Multi-Accuracy Boosting
Description
An in-processing fairness technique that employs boosting algorithms to improve accuracy uniformly across demographic groups by iteratively correcting errors where the model performs poorly for certain subgroups. The method uses a multi-calibration approach that trains weak learners to focus on prediction errors for underperforming groups, ensuring that no group experiences systematically worse accuracy. This iterative boosting process continues until accuracy parity is achieved across all groups whilst maintaining overall model performance.
Example Use Cases
Fairness
Training a medical diagnosis model that achieves equal accuracy across age, gender, and ethnicity groups by using boosting to specifically target prediction errors for underrepresented patient demographics, ensuring equitable healthcare outcomes for all populations.
Reliability
Building a robust fraud detection system that maintains consistent accuracy across different customer segments by iteratively correcting errors where the model performs poorly for specific demographic or geographic groups, ensuring reliable fraud prevention across all user types.
Transparency
Developing a transparent hiring algorithm that provides clear evidence of equal performance across candidate demographics by using multi-accuracy boosting to systematically address group-specific prediction errors, enabling auditable fair recruitment processes.
Limitations
- Requires identifying and defining relevant subgroups or error regions, which may be challenging when group boundaries are unclear or overlapping.
- Could increase model complexity significantly as the boosting process adds multiple weak learners, potentially affecting interpretability and computational efficiency.
- May overfit to training data if very granular corrections are made, particularly when subgroups are small or the boosting process continues for too many iterations.

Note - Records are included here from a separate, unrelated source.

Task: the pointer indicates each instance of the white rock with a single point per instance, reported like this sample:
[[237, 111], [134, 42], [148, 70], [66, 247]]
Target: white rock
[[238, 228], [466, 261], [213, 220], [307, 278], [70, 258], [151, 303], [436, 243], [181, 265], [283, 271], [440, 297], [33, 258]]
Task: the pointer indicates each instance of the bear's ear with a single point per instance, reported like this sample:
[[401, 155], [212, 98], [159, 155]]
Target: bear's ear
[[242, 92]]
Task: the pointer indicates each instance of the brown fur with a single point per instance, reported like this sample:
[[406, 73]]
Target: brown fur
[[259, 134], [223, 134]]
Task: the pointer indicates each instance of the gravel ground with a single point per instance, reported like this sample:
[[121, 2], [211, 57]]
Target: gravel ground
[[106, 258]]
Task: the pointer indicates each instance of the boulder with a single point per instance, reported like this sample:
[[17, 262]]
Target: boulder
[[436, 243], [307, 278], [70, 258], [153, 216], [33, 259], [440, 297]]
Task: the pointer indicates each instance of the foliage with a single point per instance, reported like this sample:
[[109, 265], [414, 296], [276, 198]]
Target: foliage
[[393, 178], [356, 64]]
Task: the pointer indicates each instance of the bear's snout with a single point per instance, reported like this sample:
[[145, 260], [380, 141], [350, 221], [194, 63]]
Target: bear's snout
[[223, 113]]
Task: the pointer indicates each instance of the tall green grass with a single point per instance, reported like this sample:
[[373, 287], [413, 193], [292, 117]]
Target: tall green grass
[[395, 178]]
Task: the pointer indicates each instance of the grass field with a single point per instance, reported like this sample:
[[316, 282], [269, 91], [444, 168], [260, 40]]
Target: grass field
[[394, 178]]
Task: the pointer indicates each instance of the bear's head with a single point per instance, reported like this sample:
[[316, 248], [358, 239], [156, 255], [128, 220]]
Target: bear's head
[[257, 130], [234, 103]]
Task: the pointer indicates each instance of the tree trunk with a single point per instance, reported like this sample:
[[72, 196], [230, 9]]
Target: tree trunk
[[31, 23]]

- Performance depends on the quality of subgroup identification, and may fail to achieve fairness if important demographic intersections are not properly captured.
- Convergence to equal accuracy across groups is not guaranteed, especially when there are fundamental differences in data distributions between groups.
Resources
Research Papers
Multigroup Robustness
To address the shortcomings of real-world datasets, robust learning algorithms have been designed to overcome arbitrary and indiscriminate data corruption. However, practical processes of gathering data may lead to patterns of data corruption that are localized to specific partitions of the training dataset. Motivated by critical applications where the learned model is deployed to make predictions about people from a rich collection of overlapping subpopulations, we initiate the study of multigroup robust algorithms whose robustness guarantees for each subpopulation only degrade with the amount of data corruption inside that subpopulation. When the data corruption is not distributed uniformly over subpopulations, our algorithms provide more meaningful robustness guarantees than standard guarantees that are oblivious to how the data corruption and the affected subpopulations are related. Our techniques establish a new connection between multigroup fairness and robustness.